# Audio from Center Channel?



## Guest (May 5, 2008)

As I listened to a CD yesterday I noticed that I had no right channel. I had left channel and output from the center channel speaker. Using the test mode of my AV receiver (NAD 755, if I remember correctly), I discovered that the speakers had been connected incorrectly about a month ago when the service tech was in to service the receiver. I put everything back as it should be, but now I have no center channel. I guess my question is from which input(s) should I expect to have center channel audio? Normal TV, DVD only, etc.


----------



## MatrixDweller (Jul 24, 2007)

Not in stereo mode, which is the normal playback method for CD or regular TV. You'd have to switch to Dolby Pro Logic or similar matrixed surround mode to get anything out of your center channel with a stereo source. 

If your main left and right are set up properly and your room has fairly good acoustics the imaging on stereo could make it sound like you have a center channel.
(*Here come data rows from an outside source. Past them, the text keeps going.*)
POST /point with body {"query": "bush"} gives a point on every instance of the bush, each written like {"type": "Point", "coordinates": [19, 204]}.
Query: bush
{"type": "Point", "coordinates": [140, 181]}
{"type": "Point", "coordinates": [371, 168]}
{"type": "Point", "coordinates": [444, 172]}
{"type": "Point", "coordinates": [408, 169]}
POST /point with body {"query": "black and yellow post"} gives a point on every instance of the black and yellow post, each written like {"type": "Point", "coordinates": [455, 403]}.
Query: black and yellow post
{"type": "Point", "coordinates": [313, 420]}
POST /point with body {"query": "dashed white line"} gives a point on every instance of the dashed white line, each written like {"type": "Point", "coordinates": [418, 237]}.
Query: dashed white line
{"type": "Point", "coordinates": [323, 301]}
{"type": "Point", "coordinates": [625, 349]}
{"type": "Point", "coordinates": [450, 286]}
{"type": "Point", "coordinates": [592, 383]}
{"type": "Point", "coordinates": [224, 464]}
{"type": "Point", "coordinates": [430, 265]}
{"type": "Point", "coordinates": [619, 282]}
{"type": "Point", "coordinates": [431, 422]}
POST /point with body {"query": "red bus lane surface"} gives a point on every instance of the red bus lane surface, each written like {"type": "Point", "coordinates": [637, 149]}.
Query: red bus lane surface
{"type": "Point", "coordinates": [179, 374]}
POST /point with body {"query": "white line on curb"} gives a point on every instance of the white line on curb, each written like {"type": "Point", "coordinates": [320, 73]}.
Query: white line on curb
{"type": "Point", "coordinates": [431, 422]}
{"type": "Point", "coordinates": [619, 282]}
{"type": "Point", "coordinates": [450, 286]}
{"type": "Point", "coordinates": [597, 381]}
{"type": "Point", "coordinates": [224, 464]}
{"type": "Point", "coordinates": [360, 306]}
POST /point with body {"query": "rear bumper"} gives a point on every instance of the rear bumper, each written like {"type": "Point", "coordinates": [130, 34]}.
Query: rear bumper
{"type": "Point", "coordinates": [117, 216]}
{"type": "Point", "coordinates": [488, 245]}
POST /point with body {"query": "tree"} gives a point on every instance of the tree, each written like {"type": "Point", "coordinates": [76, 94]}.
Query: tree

I've had friends swear that my center channel was going only to have them put their ear to it to find out it's the imaging from the stereo. Some songs are better than others for that.

Most DVDs should play though all speakers if you're using Dolby Digital or DTS. Make sure your receiver is set to the appropriate mode (Auto if available) and make sure the DVD player is connected through optical or coaxial for audio out also. HDTV channels may output in 5.1. A digital audio connection is needed for that also.


----------



## tonyvdb (Sep 5, 2007)

Also make sure that your receiver has been told that there is a center channel speaker as some can be turned off sending any information that would normally go to the center to the left and right channels.


----------



## frosti7 (May 23, 2008)

Check that your "right channel" cable is not connected to the center by mistake!


----------